Market participants believe that the spread of sovereign debt crises in Europe and energy demand is expected to pick up weaker than the enthusiasm of investors, the market is adjusting to the economic recovery and understanding of the fundamentals of crude oil.
Zhou Lei Li Shanghai mid analysts in an interview, said: "The European sovereign debt crisis of some severity was unexpected, this problem has been seriously affected the stability of the euro-zone economy, the joint operation between the European Union IMF also illustrates the problem sex. "Large futures analyst Li also pointed out that:" the adjustment of crude oil is in steep decline, the recent dollar decline is mainly affected by the appreciation of the debt crisis, the deepening impact of the euro zone. "

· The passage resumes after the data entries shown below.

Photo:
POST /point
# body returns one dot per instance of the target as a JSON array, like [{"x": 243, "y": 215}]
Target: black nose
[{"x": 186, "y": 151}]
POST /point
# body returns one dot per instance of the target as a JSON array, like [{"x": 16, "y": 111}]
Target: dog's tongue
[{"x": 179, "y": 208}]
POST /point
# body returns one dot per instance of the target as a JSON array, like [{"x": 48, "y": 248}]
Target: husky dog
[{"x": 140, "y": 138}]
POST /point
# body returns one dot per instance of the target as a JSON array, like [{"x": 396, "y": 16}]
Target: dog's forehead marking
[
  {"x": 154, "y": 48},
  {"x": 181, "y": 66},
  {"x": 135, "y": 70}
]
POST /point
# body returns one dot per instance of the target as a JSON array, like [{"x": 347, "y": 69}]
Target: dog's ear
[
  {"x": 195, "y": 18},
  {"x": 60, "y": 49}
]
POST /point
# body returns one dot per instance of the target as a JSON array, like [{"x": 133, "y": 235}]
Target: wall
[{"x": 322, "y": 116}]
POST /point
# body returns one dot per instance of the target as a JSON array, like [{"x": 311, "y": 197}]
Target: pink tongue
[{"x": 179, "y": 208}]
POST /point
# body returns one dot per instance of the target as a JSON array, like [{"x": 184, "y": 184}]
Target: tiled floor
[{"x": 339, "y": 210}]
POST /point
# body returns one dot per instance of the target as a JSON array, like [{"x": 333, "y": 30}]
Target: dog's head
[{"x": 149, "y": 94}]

Internationally renowned rating agency Moody's on May 5 has all the ratings for possible downgrades include the Bank of Portugal list, and warned that Portugal's sovereign credit rating may be lowered, saying "the current market situation is very unfavorable, but the Portuguese government's financing costs have emerged rise. " Previously, the rating agency Standard & Poor's sovereign credit rating has been lowered to the Greek "junk" grade, and the gradual reduction in the Spain and Portugal's sovereign credit rating.
Worse, in the Greek government to the EU commitment to reduce public sector expenditure, in order to reduce the budget deficit of 3% in 2014, they triggered protests and even violent acts of terrorism. In order to escape the debt trap and the economic crisis, the Government had to transfer some of the debt pressure on the people. Deflation will undoubtedly exacerbate the hardship of the people, pensioners and low-income people will face more social income of the poor and higher taxes.
This is not the end, the industry believes that the next few months, these countries also face the risk of continued degradation.
U.S. Energy Security Analysis, Managing Director, Sarah? Emerson said, as long as the euro continued to decline due to the debt crisis in Europe, oil prices will face downward pressure.
European sovereign debt crisis has seriously undermined the market's confidence in the global economic recovery, the recent global capital markets Pudie, investor risk aversion than ever before. The decline in international crude oil within the past two days has more than 7%.
In addition, the debt crisis in Europe caused the euro against the dollar over the past year low refresh a row, and for a time under 1 euro 1.2804 U.S. dollars touch the nearly 14-month lows, making dollar-denominated oil futures "worse."
In addition to sovereign debt problem, a continuous increase in U.S. crude inventories also undermined investor confidence in the future energy demand. According to the United States Department of Energy announced on May 5 the data, U.S. crude oil inventories last week increased by 280 million barrels, higher than the average market forecast of 154 million barrels of the increase is almost double; the same period increased by 120 million barrels of gasoline inventories, including heating oils , distillate stocks, including diesel fuel increased by 60 million barrels, an increase of greater than market expectations.
Although international crude oil prices still fell the shadows, but the market for crude oil and long-term trend is still confident. Medium-term futures analyst with Beijing Chenyue Jiang pointed out that New York crude oil prices in recent months, showing current contract, and far less strong pattern on the contract, mainly worried about the recent and expected future excess demand will improve the combined effect of demand for crude oil will peak due to petrol consumption gradually into the season.
Zhou Lei Li also said: "The recent crude oil prices remained low not alter the strong, not much downside in oil prices will rebound after the bottom."